Les levers à 6 h pour être au labo à 7 h et attendre avec d’autres compagnes d’infertilité d’infortune.
Les RDV avec la gynéco et la question lancinante : en me voyant, elle pense aux prochaines vacances que je vais contribuer à lui payer ou à mes ovaires ?
La succession d’infirmières à domicile, dont on ne se souvient pas du nom et pas exactement du prénom, il y a juste celles qui savent piquer et les autres.
Les mensonges, les réponses évasives, sur ces congés pris sur le fil, sur ces invitations refusées à la dernière minute.
Les marques sur les bras, sur le ventre. Une chance que cela se déroule l’hiver pour n’avoir pas à justifier des manches longues.
Les seins lourds et douloureux, le ventre ballonné et tendu, l’impression que si on appuie trop fort dessus, il va se briser en mille morceaux.
Les nuits sans sommeil, à se demander ça et puis ça et encore ça…
Certaines relations qui se ternissent un peu, parce que la fatigue, parce que la lassitude, parce que le doute, parce que la peur.
Les remarques : « L’infertile dans le couple, c’est qui ? » (réponse : le poisson rouge connard), « Tu sais, élever les enfants, c’est du boulot aussi » (nan ?!!!! sans déconner !!!).

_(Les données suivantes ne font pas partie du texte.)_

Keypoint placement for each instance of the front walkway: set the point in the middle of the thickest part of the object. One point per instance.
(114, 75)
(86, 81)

Les questions lourdes « Ça fait mal, non ?? C’est fatigant ? Ça se passe comment ? Tu sais je me rends pas compte » (bah essayes pour voir).
Le regard embarrassé de la maman de la dame qui pense qu’elle ne sera jamais grand-mère, le réconfort maladroit de la maman du monsieur qui a déjà deux magnifiques petits enfants.
La réunion où il n’y a que des femmes et où pour clôturer le sujet du jour, on érige un « on est entre femmes, entre mères ici ». Avoir envie de prendre ses affaires et de les foutre à la gueule de cette pauvre naze et réprimer une profonde envie de pleurer.
Le silence des copines qui sont mamans et qui secrètement se bénissent de n’avoir pas à supporter tout ça, la distance respectueuse des autres, la distance gênée des dernières qui ne savent pas quoi faire de ce « malheur » .
La FIV, ce moment hors du temps, avec la salle d’attente au milieu de la maternité… avec des parents. Ceux prêts à avoir un enfant, ceux qui viennent d’en avoir un. Et nous.
La salle de repos commune, 5 couples qui attendent les résultats au réveil, un peu comme les résultats du Bac, qui aura l’excellence ? Pas nous. Les couples qui attendent dans le silence (nous), ceux qui se poilent, ceux qui bavassent à n’en plus finir et les derniers (pathétiques) qui s’engueulent.
L’attente, qui crée de la crispation entre nous, de la tension. Chacun gérant ses angoisses comme il peut, avec qui il est, avec ses armes, ses modestes outils.
L’attente, encore, des résultats sur internet puis pas, puis l’attente DU coup de fil.
LA réponse à encaisser.
La déception, la douleur sourde. Dans le ventre, dans le cœur, au plus profond de l’âme. Les larmes pour laver, pour purifier, pour éteindre les feux nombreux qui attrapent tout l’être.
Les deuils qu’il va falloir faire : celui de la maternité, celui de la famille, celui des rêves. On efface les prénoms choisis depuis plusieurs mois, le nom du parrain et de la marraine, les invités au baptême, la couleur de la chambre, les multiples projections (aura t il les yeux bleus de sa maman, l’humour de son papa, la ténacité de sa grand mère…).
Remercier ceux qui ont été là. Catherine, M et C. L’infirmière de la salle de réveil toujours aussi douce, aussi prévenante et charmante.
Effacer puis tenter d’oublier ou pas.